Owen Cotton-Barratt comments on Notes on risk compensation

Owen Cotton-Barratt 12 May 2024 20:55 UTC
2 points
0 ∶ 0
A small point of confusion: taking U(C) = C (+ a constant) by appropriate parametrization of C is an interesting move. I’m not totally sure what to think of it; I can see that it helps here, but it makes it seem quite hard work to develop good intuitions about the shape of P. But the one clear intuition I have about the shape of P is that there should be some C>0 where P is 0, regardless of S, because there are clearly some useful applications of AI which pose no threat of existential catastrophe. But your baseline functional form for P excludes this possibility. I’m not sure how much this matters, because as you say the conclusions extend to a much broader class of possible functions (not all of which exclude this kind of shape), but the tension makes me want to check I’m not missing something?
- trammell 12 May 2024 21:36 UTC
  2 points
  0 ∶ 0
  Parent
  Thanks for noting this. If in some case there is a positive level of capabilities for which P is 1, then we can just say that the level of capabilities denoted by C = 0 is the maximum level at which P is still 1. What will sort of change is that the constraint will be not C ≥ 0 but C ≥ (something negative), but that doesn’t really matter since here you’ll never want to set C<0 anyway.
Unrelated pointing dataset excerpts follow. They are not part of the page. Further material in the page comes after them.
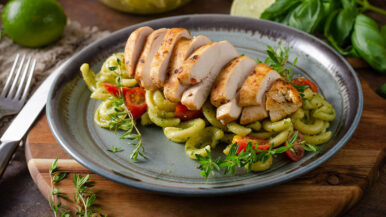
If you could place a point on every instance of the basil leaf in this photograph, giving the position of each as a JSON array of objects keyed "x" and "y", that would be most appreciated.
[
  {"x": 307, "y": 16},
  {"x": 349, "y": 4},
  {"x": 369, "y": 42},
  {"x": 279, "y": 9},
  {"x": 383, "y": 31}
]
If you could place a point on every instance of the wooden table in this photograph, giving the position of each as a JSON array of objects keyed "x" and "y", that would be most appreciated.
[{"x": 92, "y": 13}]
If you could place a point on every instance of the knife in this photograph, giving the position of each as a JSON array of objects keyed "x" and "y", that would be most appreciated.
[{"x": 24, "y": 120}]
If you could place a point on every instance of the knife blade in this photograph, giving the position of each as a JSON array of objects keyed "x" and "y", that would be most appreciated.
[{"x": 24, "y": 120}]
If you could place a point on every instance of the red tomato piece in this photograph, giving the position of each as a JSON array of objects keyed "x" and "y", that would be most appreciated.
[
  {"x": 242, "y": 142},
  {"x": 114, "y": 90},
  {"x": 183, "y": 113},
  {"x": 305, "y": 81},
  {"x": 298, "y": 152},
  {"x": 135, "y": 101}
]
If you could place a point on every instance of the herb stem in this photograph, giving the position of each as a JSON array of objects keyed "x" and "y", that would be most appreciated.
[{"x": 367, "y": 6}]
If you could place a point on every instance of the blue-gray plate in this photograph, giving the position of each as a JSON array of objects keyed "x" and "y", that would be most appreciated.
[{"x": 168, "y": 170}]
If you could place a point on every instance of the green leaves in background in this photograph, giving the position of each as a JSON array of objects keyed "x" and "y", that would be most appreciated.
[
  {"x": 370, "y": 43},
  {"x": 338, "y": 28},
  {"x": 346, "y": 29},
  {"x": 307, "y": 16}
]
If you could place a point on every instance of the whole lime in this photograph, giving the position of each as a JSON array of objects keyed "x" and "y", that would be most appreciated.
[{"x": 33, "y": 23}]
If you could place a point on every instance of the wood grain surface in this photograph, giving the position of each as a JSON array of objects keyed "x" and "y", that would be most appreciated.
[
  {"x": 329, "y": 190},
  {"x": 21, "y": 198}
]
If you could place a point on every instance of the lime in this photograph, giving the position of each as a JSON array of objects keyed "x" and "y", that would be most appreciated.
[
  {"x": 33, "y": 23},
  {"x": 145, "y": 6},
  {"x": 250, "y": 8}
]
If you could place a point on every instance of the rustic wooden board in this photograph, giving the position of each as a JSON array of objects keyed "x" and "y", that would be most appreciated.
[{"x": 329, "y": 190}]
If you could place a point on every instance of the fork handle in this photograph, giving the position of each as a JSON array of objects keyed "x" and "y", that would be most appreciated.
[{"x": 6, "y": 151}]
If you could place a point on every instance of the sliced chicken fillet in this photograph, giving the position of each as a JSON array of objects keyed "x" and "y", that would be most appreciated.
[
  {"x": 194, "y": 97},
  {"x": 173, "y": 89},
  {"x": 134, "y": 46},
  {"x": 282, "y": 99},
  {"x": 229, "y": 111},
  {"x": 198, "y": 65},
  {"x": 160, "y": 62},
  {"x": 230, "y": 80},
  {"x": 251, "y": 114},
  {"x": 153, "y": 43},
  {"x": 257, "y": 84}
]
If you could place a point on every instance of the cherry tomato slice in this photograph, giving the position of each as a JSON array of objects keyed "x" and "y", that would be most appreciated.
[
  {"x": 115, "y": 90},
  {"x": 305, "y": 81},
  {"x": 183, "y": 113},
  {"x": 242, "y": 142},
  {"x": 298, "y": 152},
  {"x": 135, "y": 101}
]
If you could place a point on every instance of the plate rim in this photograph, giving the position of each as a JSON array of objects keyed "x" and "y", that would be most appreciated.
[{"x": 79, "y": 157}]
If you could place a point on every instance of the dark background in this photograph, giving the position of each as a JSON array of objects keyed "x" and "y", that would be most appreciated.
[{"x": 19, "y": 195}]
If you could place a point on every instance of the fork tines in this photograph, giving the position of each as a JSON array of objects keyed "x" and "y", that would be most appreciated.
[{"x": 16, "y": 81}]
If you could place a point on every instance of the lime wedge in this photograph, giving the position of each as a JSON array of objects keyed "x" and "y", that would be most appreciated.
[{"x": 250, "y": 8}]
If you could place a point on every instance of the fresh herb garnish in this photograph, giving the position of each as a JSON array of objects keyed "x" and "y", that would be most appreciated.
[
  {"x": 245, "y": 158},
  {"x": 55, "y": 195},
  {"x": 278, "y": 58},
  {"x": 115, "y": 149},
  {"x": 124, "y": 120}
]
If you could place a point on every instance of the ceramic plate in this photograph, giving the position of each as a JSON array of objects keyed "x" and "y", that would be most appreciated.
[{"x": 168, "y": 170}]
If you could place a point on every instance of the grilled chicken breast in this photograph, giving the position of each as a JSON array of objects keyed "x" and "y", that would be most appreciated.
[
  {"x": 230, "y": 80},
  {"x": 133, "y": 48},
  {"x": 282, "y": 99},
  {"x": 199, "y": 64},
  {"x": 153, "y": 43},
  {"x": 257, "y": 84},
  {"x": 229, "y": 111},
  {"x": 195, "y": 96},
  {"x": 173, "y": 89},
  {"x": 160, "y": 62},
  {"x": 254, "y": 113}
]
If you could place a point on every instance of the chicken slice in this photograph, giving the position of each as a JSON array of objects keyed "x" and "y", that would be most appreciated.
[
  {"x": 198, "y": 65},
  {"x": 142, "y": 71},
  {"x": 173, "y": 89},
  {"x": 160, "y": 62},
  {"x": 257, "y": 84},
  {"x": 253, "y": 113},
  {"x": 282, "y": 99},
  {"x": 194, "y": 97},
  {"x": 229, "y": 111},
  {"x": 230, "y": 80},
  {"x": 133, "y": 48}
]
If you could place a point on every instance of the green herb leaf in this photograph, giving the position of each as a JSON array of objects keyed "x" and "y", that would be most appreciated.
[{"x": 369, "y": 42}]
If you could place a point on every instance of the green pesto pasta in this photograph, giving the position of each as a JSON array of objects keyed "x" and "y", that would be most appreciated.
[
  {"x": 185, "y": 130},
  {"x": 202, "y": 143},
  {"x": 276, "y": 126},
  {"x": 256, "y": 126},
  {"x": 310, "y": 129},
  {"x": 318, "y": 139},
  {"x": 238, "y": 129},
  {"x": 209, "y": 113}
]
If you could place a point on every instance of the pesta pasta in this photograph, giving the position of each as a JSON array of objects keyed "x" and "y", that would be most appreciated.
[
  {"x": 185, "y": 130},
  {"x": 201, "y": 143}
]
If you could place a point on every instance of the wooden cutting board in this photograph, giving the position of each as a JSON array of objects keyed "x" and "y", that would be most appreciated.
[{"x": 329, "y": 190}]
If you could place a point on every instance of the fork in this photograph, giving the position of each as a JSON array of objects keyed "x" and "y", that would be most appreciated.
[{"x": 13, "y": 96}]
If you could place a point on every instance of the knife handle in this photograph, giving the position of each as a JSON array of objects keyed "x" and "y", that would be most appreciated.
[{"x": 6, "y": 151}]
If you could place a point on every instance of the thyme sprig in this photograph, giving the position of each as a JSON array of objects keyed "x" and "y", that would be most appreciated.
[
  {"x": 57, "y": 176},
  {"x": 246, "y": 157},
  {"x": 124, "y": 120}
]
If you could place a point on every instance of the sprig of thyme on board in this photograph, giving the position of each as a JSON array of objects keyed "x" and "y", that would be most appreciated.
[{"x": 57, "y": 176}]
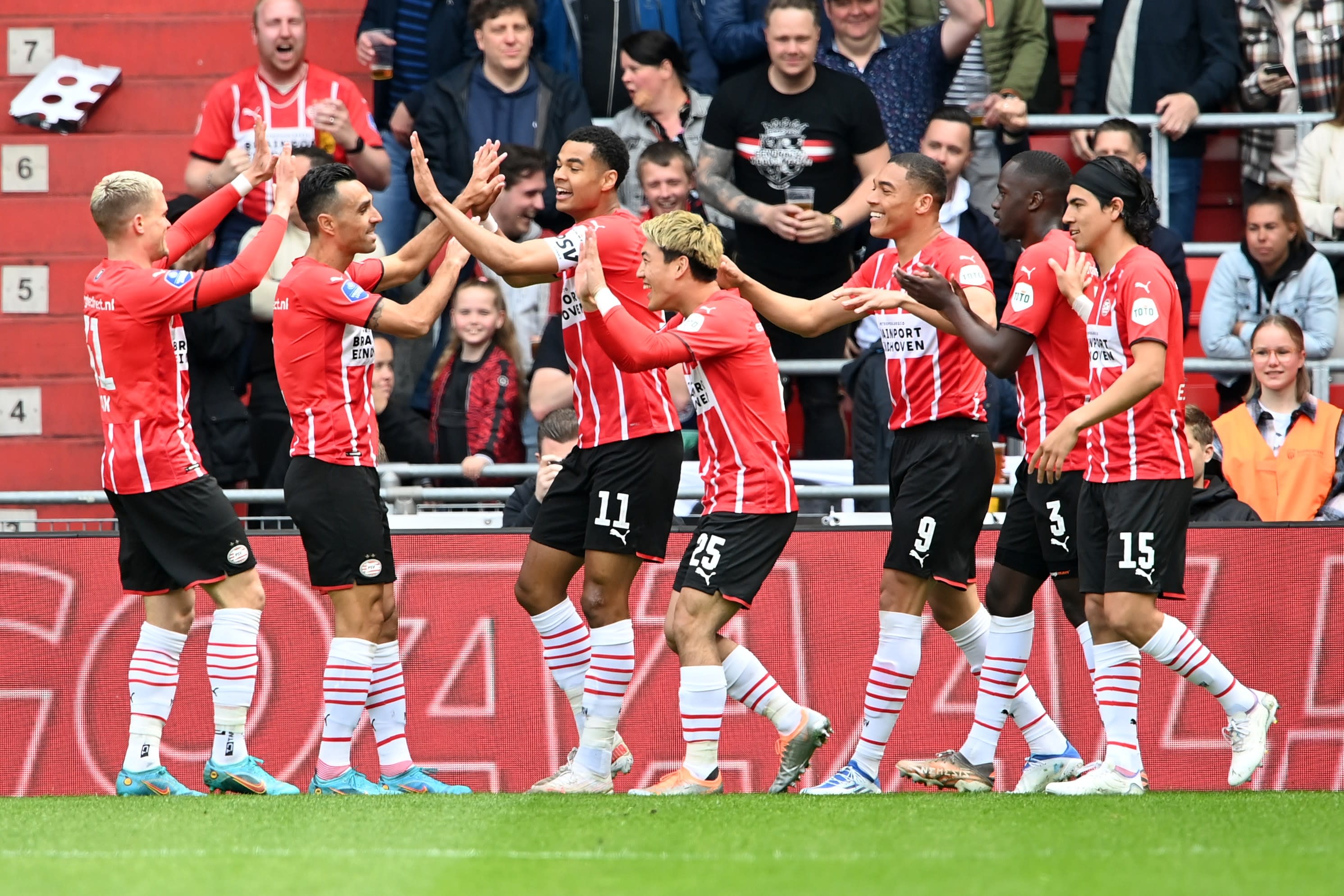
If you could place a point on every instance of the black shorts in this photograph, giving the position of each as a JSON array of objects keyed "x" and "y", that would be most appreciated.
[
  {"x": 343, "y": 523},
  {"x": 1039, "y": 536},
  {"x": 179, "y": 538},
  {"x": 1132, "y": 536},
  {"x": 616, "y": 498},
  {"x": 941, "y": 477},
  {"x": 733, "y": 554}
]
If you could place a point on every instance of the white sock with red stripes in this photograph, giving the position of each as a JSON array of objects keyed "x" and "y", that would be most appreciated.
[
  {"x": 1116, "y": 684},
  {"x": 154, "y": 683},
  {"x": 232, "y": 664},
  {"x": 894, "y": 669},
  {"x": 702, "y": 696},
  {"x": 566, "y": 648},
  {"x": 752, "y": 686},
  {"x": 386, "y": 706},
  {"x": 1176, "y": 648},
  {"x": 604, "y": 690},
  {"x": 350, "y": 665}
]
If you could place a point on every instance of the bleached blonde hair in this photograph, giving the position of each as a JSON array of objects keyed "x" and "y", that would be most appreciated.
[
  {"x": 119, "y": 198},
  {"x": 682, "y": 233}
]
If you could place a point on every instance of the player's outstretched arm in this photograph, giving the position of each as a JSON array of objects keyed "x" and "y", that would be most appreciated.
[
  {"x": 416, "y": 319},
  {"x": 1134, "y": 386},
  {"x": 801, "y": 316}
]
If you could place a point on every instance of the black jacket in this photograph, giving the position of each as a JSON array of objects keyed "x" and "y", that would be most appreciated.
[
  {"x": 1217, "y": 503},
  {"x": 215, "y": 350},
  {"x": 449, "y": 43},
  {"x": 441, "y": 121},
  {"x": 1183, "y": 46}
]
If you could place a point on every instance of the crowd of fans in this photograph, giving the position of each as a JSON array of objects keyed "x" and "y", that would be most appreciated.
[{"x": 768, "y": 117}]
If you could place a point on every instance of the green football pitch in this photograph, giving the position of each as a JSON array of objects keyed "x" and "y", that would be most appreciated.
[{"x": 910, "y": 843}]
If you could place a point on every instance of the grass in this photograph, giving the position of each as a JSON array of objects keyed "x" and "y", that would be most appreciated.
[{"x": 1187, "y": 843}]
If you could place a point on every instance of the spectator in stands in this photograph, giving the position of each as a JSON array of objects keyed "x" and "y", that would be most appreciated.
[
  {"x": 1284, "y": 449},
  {"x": 215, "y": 342},
  {"x": 476, "y": 397},
  {"x": 1213, "y": 499},
  {"x": 1304, "y": 38},
  {"x": 909, "y": 74},
  {"x": 663, "y": 109},
  {"x": 428, "y": 39},
  {"x": 756, "y": 135},
  {"x": 266, "y": 411},
  {"x": 1123, "y": 137},
  {"x": 503, "y": 96},
  {"x": 1175, "y": 58},
  {"x": 402, "y": 433},
  {"x": 557, "y": 437},
  {"x": 585, "y": 41},
  {"x": 1275, "y": 272},
  {"x": 302, "y": 104},
  {"x": 1005, "y": 59}
]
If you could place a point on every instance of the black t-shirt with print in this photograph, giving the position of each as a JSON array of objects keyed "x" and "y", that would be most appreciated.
[{"x": 795, "y": 140}]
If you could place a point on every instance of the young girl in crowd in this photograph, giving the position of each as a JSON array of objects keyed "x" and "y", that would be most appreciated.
[{"x": 476, "y": 399}]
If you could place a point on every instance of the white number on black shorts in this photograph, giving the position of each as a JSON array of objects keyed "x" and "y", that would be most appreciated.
[
  {"x": 619, "y": 523},
  {"x": 1144, "y": 565},
  {"x": 921, "y": 551}
]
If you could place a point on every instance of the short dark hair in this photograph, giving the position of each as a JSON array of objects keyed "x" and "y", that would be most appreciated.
[
  {"x": 318, "y": 190},
  {"x": 807, "y": 6},
  {"x": 925, "y": 174},
  {"x": 1199, "y": 425},
  {"x": 654, "y": 49},
  {"x": 1125, "y": 127},
  {"x": 607, "y": 148},
  {"x": 523, "y": 162},
  {"x": 319, "y": 155},
  {"x": 561, "y": 425},
  {"x": 664, "y": 154},
  {"x": 483, "y": 11}
]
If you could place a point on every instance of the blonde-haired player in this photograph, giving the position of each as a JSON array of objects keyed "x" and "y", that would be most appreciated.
[{"x": 750, "y": 504}]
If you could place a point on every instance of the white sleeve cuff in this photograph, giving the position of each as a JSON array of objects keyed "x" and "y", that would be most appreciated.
[{"x": 605, "y": 300}]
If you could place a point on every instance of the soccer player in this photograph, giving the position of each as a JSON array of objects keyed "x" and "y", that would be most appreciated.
[
  {"x": 178, "y": 530},
  {"x": 327, "y": 310},
  {"x": 1043, "y": 340},
  {"x": 942, "y": 465},
  {"x": 611, "y": 506},
  {"x": 1135, "y": 502},
  {"x": 750, "y": 504}
]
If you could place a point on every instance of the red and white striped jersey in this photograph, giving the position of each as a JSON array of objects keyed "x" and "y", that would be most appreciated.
[
  {"x": 734, "y": 384},
  {"x": 325, "y": 359},
  {"x": 932, "y": 374},
  {"x": 612, "y": 406},
  {"x": 1138, "y": 302},
  {"x": 1053, "y": 378}
]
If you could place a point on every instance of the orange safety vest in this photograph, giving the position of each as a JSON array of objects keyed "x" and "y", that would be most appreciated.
[{"x": 1292, "y": 485}]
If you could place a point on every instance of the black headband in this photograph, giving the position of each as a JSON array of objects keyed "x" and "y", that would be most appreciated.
[{"x": 1102, "y": 183}]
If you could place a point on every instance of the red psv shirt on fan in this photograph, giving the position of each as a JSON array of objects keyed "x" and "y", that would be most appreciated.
[
  {"x": 932, "y": 374},
  {"x": 612, "y": 406},
  {"x": 325, "y": 359},
  {"x": 1138, "y": 302},
  {"x": 1053, "y": 378},
  {"x": 237, "y": 103}
]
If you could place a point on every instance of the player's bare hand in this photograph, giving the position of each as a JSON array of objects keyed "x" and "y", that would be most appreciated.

I’ve added a note to clarify this.
  Maybe a thought here is that, since there is some stretch of capabilities along which P=1, we should think that P(.) is horizontal around C=0 (the point at which P can start falling from 1) for any given S, and that this might produce very different results from the $e^{- \frac{C}{S}}$ example in which there would be a kink at C=0. But no—the key point is whether increases to S change the curve in a way that widens as C moves to the right, and so “act as price decreases to C”, not the slope of the curve around C=0. E.g. if $P = 1 - C^{2} / S$ (for $C \in [0, \sqrt{S}]$ , and 0 above), then in the k=0 case where the lab is trying to maximize $(1 - C^{2} / S) C$ , they set $C = \sqrt{S / 3}$ , and so P is again fixed (here, at ²⁄₃) regardless of S.